Das deutsche Kaiserreich brachte eine relativ lange Friedenszeit mit einem gewissen Wohlstand breiterer Bevölkerungsschichten. So ist es zunehmend auch dem Proletariat möglich, einen Sport zu betreiben, den sich bis dato nur die Besserverdiener leisten können, den Segelsport.
Die sich daraus entwickelnde „volkstümliche Kleinsegelei“, also der organisierte Segelsport mit geringen finanziellen Mitteln, hat ihren Beginn in den letzten zwei Jahrzehnten des 19. Jahrhunderts. Zunächst im Großraum Berlin mit seinen Seen, Kanälen und Flüssen, dann aber auch anderswo im Kaiserreich, wo man Wassersport treiben kann.
Allerdings: Der Jollensegelsport fristet im Kaiserreich noch ein kümmerliches Dasein. Segelsport ist bis dato Herrensport auf großen Yachten. Dem kleinen Mann bleibt allenfalls das Vergnügen im Paddel- oder Ruderboot, die teilweise mit Segel auch als Segelkanus oder Segelgigs genutzt werden.

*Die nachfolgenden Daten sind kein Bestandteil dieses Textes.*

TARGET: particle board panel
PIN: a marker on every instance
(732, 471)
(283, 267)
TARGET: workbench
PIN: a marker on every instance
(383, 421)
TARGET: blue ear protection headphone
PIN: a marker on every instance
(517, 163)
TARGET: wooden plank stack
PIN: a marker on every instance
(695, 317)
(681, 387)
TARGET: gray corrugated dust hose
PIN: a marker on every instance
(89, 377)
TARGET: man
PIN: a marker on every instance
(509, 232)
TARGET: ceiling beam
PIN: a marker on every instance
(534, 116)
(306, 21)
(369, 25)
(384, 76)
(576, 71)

Mehr kann er sich in seiner begrenzten Freizeit an schönen Wochenenden auf den Gewässern der Metropolen des Reiches kaum leisten.
Selbst ist der Arbeiter
2023 werden gleich zwei Lübecker Segelvereine 125 Jahre alt: der Lübecker Yacht-Club (LYC) und der Segler-Club Hansa (SCH). Während der LYC auf Betreiben des Kaisers gegründet wird und mit seinen Mitgliedern aus eher großbürgerlichem Milieu seit Beginn dem 1888 gegründeten Deutschen Segler-Verband (DSV) angehört, steht der SCH der Arbeitersportbewegung nahe.

Ab 1925 bis zu seiner Auflösung schließt sich der SCH dem Freien-Segler-Verband (FSV) an. Als Alternative hätte sich vielleicht auch der 1912 gegründete Deutsche Segler Bund (DSB) angeboten. Der wendet sich aber an „normale“ bürgerliche Vereine und distanziert sich durchaus vom Arbeitersport.

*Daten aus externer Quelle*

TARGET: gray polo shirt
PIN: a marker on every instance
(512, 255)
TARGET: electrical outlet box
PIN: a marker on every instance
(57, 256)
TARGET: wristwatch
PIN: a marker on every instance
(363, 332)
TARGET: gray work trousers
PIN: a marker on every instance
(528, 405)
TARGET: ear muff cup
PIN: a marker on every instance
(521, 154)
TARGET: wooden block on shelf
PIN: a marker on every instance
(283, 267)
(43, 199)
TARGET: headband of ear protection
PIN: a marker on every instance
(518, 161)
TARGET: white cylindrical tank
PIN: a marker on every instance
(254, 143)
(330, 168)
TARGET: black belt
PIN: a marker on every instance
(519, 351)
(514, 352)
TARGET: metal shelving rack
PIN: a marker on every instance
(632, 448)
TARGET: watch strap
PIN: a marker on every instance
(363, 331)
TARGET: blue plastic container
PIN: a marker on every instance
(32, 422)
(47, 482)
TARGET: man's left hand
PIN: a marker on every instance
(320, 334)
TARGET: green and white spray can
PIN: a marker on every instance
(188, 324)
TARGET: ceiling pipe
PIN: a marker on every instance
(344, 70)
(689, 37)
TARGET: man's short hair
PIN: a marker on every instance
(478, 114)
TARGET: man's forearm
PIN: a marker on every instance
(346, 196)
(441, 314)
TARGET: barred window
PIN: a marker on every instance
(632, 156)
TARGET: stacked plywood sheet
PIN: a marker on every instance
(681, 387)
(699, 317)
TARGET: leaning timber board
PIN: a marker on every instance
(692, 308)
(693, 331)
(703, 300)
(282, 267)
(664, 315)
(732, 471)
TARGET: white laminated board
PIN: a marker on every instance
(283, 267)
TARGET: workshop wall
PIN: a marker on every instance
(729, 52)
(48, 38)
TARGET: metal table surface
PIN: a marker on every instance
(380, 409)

Aus Wettsegeln wird freies Segeln
In und nach der Kaiserzeit beherrschen die beiden großen Dachverbände DSV und DSB den deutschen Segelsport. Daneben gibt es noch ab 1925 für knapp zehn Jahre einen kleineren Verband, den Freien-Segler-Verband. Seine Ursprünge reichen bis 1883 zurück. Organisatorischer Vorläufer ist der Berliner Wettsegelverband (BWV), der allerdings vor dem 1. Weltkrieg mit seinen Aktivitäten auf den Berliner Osten beschränkt blieb.
Nach dem 1. Weltkrieg stagnieren die Aktivitäten des BWV zunächst, da die Folgen des Krieges vor allem in den Kreisen der „Arbeitersportler“ stärker zu spüren sind. Der Einfluss des BWV wächst erst, als es zu einer Ausdehnung auch auf den Westteil Berlins kommt und 1923 bereits neun Vereine zum BWV gehören – u.a. die Freie Vereinigung der Tourensegler Grünau und nach der späteren Abspaltung der SC 1898 e.V., der heutige Segelclub Brise. Beide Vereine bestehen in diesem Jahr also auch schon 125 Jahre.

Anfang 1924 nennt sich der BWV in Freier Wettsegel Verband um, im Herbst des gleichen Jahres dann endgültig in Freier-Segler-Verband. Gleichzeitig öffnet sich der Verband auf das gesamte Reichsgebiet. Verbandsorgan wird 1925 „Der freie Segler“. Der SCH aus Lübeck ist der erste Verein im FSV außerhalb Berlins. Bis zur Auflösung 1933 sind in diesem Verband 53 Vereine registriert, darunter 24 aus dem Reich.
Geselliger Verkehr
Im August 1898 gründen fünf Lübecker Handwerker den Segler-Club Hansa. Zweck und Ziel des Vereins ist „die Hebung des Segel- und Wassersports und des geselligen Verkehrs seiner Mitglieder“. Als Vereinstreffpunkt dient eine Gaststätte.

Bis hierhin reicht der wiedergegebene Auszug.